# Why is sshd_config ChrootDirectory root ownership required

## salam

According to manual:

```
...At session startup sshd(8) checks that all components of the pathname are root-owned directories which are not writable by any other user or group....
```

I spent several hours googling for reason, but no result. What is the technical background behind this? All chroot escapes I found required either chrooted process

running as root or ptracing user process outside chroot. But nothing related to permissions of target dir.

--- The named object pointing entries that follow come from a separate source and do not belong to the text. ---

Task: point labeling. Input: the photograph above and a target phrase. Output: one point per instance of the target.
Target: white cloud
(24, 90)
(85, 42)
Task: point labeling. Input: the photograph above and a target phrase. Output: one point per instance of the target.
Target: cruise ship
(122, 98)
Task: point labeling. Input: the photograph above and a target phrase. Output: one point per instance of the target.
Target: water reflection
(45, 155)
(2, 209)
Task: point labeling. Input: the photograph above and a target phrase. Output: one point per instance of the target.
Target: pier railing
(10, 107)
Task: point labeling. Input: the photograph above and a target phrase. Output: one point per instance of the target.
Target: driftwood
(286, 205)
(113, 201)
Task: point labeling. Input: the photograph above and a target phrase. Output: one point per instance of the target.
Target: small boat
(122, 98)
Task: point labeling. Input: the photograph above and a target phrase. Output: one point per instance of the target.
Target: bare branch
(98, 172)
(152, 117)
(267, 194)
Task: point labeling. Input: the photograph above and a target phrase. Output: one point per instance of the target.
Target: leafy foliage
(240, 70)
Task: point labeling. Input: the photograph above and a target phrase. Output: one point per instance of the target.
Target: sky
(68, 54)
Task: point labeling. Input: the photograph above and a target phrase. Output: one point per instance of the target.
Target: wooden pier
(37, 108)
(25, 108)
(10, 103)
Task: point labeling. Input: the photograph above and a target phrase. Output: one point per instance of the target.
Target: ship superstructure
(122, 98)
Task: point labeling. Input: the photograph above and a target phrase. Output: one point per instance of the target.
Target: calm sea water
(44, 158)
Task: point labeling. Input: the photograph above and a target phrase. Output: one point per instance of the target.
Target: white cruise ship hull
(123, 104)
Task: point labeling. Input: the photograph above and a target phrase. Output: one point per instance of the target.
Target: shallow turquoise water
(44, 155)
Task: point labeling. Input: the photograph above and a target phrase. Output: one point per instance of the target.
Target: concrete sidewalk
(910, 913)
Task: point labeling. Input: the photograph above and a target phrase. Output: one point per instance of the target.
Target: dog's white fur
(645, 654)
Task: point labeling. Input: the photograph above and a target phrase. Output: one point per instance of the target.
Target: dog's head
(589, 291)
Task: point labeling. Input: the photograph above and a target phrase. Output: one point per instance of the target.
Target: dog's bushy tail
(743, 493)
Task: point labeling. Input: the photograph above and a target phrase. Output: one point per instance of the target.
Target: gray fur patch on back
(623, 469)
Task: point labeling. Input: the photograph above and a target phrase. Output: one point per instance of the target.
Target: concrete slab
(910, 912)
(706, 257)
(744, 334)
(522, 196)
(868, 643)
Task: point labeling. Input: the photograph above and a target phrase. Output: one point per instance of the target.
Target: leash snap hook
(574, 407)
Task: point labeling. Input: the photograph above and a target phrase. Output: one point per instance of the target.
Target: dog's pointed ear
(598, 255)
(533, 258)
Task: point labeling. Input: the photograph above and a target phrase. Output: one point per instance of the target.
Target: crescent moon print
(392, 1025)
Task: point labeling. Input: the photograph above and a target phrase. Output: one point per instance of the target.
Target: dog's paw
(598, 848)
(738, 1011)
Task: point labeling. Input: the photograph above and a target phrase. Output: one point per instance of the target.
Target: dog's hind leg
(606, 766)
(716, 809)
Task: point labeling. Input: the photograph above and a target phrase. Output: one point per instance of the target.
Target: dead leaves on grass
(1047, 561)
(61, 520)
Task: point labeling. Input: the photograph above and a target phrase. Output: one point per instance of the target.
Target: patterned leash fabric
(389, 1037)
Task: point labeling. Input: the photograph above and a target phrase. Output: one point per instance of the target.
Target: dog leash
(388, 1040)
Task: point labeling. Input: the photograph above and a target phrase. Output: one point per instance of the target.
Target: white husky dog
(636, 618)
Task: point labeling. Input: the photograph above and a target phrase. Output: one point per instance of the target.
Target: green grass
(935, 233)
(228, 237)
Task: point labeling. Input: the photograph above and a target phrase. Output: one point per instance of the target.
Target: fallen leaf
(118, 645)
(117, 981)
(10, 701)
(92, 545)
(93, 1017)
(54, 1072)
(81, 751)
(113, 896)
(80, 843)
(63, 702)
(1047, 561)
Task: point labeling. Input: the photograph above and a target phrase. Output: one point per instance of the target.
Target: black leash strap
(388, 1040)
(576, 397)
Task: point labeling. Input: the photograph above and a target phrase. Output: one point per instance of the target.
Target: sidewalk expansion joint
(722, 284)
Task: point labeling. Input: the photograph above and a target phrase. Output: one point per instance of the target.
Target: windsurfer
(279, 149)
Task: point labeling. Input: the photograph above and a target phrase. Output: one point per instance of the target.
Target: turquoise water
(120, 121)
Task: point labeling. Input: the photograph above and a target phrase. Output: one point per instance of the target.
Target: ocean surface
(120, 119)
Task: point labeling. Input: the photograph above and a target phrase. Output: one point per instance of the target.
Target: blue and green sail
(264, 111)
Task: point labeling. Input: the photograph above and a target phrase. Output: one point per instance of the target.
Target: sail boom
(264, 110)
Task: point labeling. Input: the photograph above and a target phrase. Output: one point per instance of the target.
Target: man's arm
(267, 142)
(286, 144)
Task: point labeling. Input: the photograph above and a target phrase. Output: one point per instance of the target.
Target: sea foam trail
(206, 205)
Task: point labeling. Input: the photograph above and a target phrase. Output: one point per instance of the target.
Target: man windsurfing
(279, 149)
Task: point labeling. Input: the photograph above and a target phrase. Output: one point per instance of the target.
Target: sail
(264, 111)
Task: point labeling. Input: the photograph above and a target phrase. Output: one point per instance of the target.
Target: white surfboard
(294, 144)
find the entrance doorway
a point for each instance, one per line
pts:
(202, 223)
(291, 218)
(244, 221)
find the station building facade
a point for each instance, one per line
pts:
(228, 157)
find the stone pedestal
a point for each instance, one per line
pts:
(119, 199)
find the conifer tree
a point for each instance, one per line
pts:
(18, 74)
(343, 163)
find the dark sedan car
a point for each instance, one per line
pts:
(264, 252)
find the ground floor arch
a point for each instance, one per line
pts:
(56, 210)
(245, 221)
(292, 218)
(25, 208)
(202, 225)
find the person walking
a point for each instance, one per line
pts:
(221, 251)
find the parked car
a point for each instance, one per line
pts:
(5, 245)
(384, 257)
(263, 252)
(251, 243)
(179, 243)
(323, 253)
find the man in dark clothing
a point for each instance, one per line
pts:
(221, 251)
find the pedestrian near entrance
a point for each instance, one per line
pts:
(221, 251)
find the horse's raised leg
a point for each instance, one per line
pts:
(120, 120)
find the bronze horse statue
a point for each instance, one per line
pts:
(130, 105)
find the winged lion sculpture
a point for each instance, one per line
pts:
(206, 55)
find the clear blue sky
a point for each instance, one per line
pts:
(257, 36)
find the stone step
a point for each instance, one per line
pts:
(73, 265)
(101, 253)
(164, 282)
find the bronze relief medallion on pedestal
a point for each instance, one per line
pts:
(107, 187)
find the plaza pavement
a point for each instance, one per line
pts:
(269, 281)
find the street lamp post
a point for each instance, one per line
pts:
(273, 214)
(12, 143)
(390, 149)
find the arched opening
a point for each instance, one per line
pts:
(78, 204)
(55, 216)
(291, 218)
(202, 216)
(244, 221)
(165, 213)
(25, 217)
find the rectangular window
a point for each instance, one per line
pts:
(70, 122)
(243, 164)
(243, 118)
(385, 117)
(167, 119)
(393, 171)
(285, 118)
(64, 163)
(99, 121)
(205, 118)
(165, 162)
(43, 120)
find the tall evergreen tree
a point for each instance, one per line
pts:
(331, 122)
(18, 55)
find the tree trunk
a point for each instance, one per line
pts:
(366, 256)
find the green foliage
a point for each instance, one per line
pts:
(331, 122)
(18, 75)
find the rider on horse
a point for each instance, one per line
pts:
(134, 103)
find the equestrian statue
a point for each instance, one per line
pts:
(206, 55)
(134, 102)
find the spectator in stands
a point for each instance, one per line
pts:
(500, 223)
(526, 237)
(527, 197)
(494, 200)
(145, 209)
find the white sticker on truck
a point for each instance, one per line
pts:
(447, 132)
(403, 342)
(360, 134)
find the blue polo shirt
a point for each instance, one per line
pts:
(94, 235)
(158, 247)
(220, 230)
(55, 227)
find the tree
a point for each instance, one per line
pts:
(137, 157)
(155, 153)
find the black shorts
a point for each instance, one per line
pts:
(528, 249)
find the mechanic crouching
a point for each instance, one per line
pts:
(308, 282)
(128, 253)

Can you point me to some documented reason or even proof of concept?

----------

## alamahant

I dont think this applies to sftp.

If you use CrootDirectory inside an sftp stanza then the perms will be those of the specified directory.

But if you need to create a chroot dir for ssh users then you need to create that directory as root and populate it with

/dev{null,zero,tty,random} nodes

/bin/bash

and also some libs

https://www.tecmint.com/restrict-ssh-user-to-directory-using-chrooted-jail/

Why does that displease you?

----------

## salam

This applies to sftp as well, which can be tested easily with internal-sftp.

```
sshd[20656]: fatal: bad ownership or modes for chroot directory "/home/test"
```

I am aware how to setup it using recommended config, lack of information is the problem.

And that information is in the form of answer to question "why from security perspective the chrooted dir cannot be user-owned?"

If we take sftp as example, user logs in, sshd spawns root process, chroots to user's homedir, then drops privileges, so we have user process in user-owned chroot. What is the risk here?

----------

## szatox

 *Quote:*   

> why from security perspective the chrooted dir cannot be user-owned?

 I have no idea and I found it equally frustrating.

It doesn't seem important, since the user doesn't have any way to _name_ the files outside of chroot anyway.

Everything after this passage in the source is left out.